Citation: Harrington RA, Lee LC, Crum RM, Zimmerman AW, Hertz-Picciotto I. (http://www.ncbi.nlm.nih.gov/pubmed/24733881) 2014. Prenatal SSRI use and offspring with autism spectrum disorder or developmental delay. Pediatrics 133(5):e1241-e1248.
Coal-burning stoves in Mongolia linked to seasonal variance in miscarriages
According to research funded by NIEHS, pollution from the coal-burning stoves used in Ulaanbaatar, Mongolia, for winter heating, is strongly associated with miscarriages. Ulaanbaatar is the coldest capital city in the world, and one of the most air polluted.
To examine the association between miscarriages and seasonal variation of air pollutants, the investigators used measurements from Mongolian Government Air Quality Monitoring stations, and medical records of 1,219 women admitted to the hospital due to miscarriage. The overall rate of miscarriage reported in Ulaanbaatar was similar to that of Western countries, but miscarriages, per calendar month, increased from 23 per 1,000 live births in May 2011 to 73 per 1,000 live births in December 2011. Monthly average ambient levels of air pollutants increased in relation to hours of darkness and coldest temperatures, when the coal heating stoves are used most. Regression analysis of ambient pollutants against fetal death revealed dose-response correlations for sulfide dioxide r > 0.9 (p < 0.001), nitrogen dioxide (r > 0.8), carbon monoxide (r > 0.9), PM 10 (r > 0.9) and PM 2.5 (r > 0.8), (p < 0.001), indicating a strong correlation between air pollution and decreased fetal wellbeing.
Although major policy changes are helping to curb air pollution in Mongolia, the researchers speculate that up to five-fold further reduction in air pollutants in winter would be needed, to reduce fetal death rates to levels experienced during the summer in Ulaanbaatar.
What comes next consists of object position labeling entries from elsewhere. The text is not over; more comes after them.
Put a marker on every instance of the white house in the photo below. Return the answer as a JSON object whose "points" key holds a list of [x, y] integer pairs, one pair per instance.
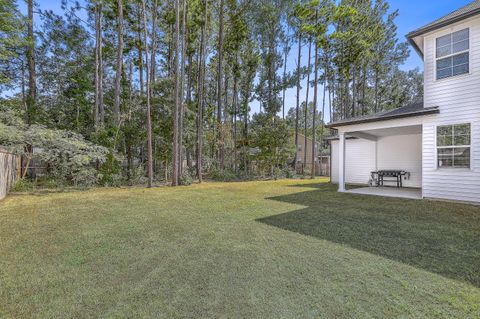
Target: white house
{"points": [[437, 141]]}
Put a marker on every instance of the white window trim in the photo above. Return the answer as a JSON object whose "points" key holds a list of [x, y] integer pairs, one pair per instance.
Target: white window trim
{"points": [[454, 169], [436, 79]]}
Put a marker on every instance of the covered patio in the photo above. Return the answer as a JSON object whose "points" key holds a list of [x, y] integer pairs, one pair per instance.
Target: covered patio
{"points": [[390, 141], [410, 193]]}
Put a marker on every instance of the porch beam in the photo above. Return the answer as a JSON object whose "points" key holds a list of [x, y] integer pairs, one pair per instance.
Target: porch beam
{"points": [[364, 136]]}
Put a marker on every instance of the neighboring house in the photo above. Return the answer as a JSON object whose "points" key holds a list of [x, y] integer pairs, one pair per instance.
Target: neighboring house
{"points": [[437, 141], [304, 157]]}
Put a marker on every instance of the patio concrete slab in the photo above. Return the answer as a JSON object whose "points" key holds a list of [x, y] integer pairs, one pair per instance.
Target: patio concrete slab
{"points": [[411, 193]]}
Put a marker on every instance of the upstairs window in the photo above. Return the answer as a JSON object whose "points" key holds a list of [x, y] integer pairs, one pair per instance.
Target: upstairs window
{"points": [[453, 146], [452, 54]]}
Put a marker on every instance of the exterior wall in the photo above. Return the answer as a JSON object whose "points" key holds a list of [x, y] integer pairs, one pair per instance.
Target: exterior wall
{"points": [[359, 161], [393, 152], [459, 102], [402, 152]]}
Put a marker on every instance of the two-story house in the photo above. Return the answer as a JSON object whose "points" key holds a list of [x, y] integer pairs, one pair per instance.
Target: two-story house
{"points": [[433, 146]]}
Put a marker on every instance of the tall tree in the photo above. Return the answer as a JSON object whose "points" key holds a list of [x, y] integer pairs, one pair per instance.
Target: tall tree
{"points": [[119, 64], [297, 106], [32, 78], [176, 110], [200, 89], [99, 114], [220, 147], [149, 93]]}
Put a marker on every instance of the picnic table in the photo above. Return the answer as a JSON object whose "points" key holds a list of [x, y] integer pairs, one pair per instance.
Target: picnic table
{"points": [[395, 176]]}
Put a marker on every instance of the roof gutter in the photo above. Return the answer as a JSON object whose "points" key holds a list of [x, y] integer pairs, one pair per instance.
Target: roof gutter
{"points": [[385, 118]]}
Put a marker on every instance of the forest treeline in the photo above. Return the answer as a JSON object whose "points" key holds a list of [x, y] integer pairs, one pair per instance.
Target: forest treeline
{"points": [[117, 92]]}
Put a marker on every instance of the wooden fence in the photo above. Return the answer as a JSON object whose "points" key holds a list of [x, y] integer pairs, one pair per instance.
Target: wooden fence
{"points": [[8, 172]]}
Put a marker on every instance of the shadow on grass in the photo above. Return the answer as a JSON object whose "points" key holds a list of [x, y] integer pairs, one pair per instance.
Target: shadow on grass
{"points": [[439, 237]]}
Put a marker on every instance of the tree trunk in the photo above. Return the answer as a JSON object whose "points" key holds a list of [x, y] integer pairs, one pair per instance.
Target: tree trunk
{"points": [[284, 82], [235, 109], [176, 110], [119, 64], [305, 128], [219, 85], [147, 82], [32, 86], [99, 111], [323, 120], [315, 90], [182, 88], [200, 84], [297, 108]]}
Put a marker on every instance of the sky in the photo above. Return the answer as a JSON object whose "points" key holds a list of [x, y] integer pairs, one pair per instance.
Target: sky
{"points": [[412, 15]]}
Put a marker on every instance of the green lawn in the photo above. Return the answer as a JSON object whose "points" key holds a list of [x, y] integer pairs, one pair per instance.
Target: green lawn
{"points": [[284, 249]]}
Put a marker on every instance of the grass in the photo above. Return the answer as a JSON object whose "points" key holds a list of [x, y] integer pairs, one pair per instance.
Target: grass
{"points": [[281, 249]]}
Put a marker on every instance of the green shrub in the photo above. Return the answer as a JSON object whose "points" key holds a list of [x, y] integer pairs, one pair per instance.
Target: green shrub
{"points": [[186, 178], [222, 175], [24, 185], [289, 173], [138, 176], [110, 172]]}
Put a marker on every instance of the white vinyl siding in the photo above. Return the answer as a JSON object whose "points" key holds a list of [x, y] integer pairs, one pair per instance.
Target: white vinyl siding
{"points": [[397, 152], [452, 54], [359, 161], [459, 101], [402, 152]]}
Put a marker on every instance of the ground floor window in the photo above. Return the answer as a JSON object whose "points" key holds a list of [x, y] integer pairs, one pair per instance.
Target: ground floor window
{"points": [[453, 146]]}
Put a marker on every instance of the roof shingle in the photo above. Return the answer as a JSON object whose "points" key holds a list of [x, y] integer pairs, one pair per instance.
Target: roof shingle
{"points": [[457, 15], [415, 109]]}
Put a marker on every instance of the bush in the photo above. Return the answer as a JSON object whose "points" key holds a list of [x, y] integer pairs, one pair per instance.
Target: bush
{"points": [[138, 176], [222, 175], [110, 172], [186, 179], [85, 178], [23, 185], [289, 173]]}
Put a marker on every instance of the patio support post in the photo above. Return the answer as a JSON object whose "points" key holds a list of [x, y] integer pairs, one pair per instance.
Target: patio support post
{"points": [[341, 164]]}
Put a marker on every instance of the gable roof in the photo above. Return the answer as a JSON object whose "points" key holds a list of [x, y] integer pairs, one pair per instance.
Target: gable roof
{"points": [[467, 11], [415, 109]]}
Citation: Enkhmaa D, Warburton N, Javzandulam B, Uyanga J, Khishigsuren Y, Lodoysamba S, Enkhtur S, Warburton D. (http://www.ncbi.nlm.nih.gov/pubmed/24758249) 2014. Seasonal ambient air pollution correlates strongly with spontaneous abortion in Mongolia. BMC Pregnancy Childbirth 14(1):146.
(Nancy Lamontagne is a science writer with MDB Inc., a contractor for the NIEHS Division of Extramural Research and Training.)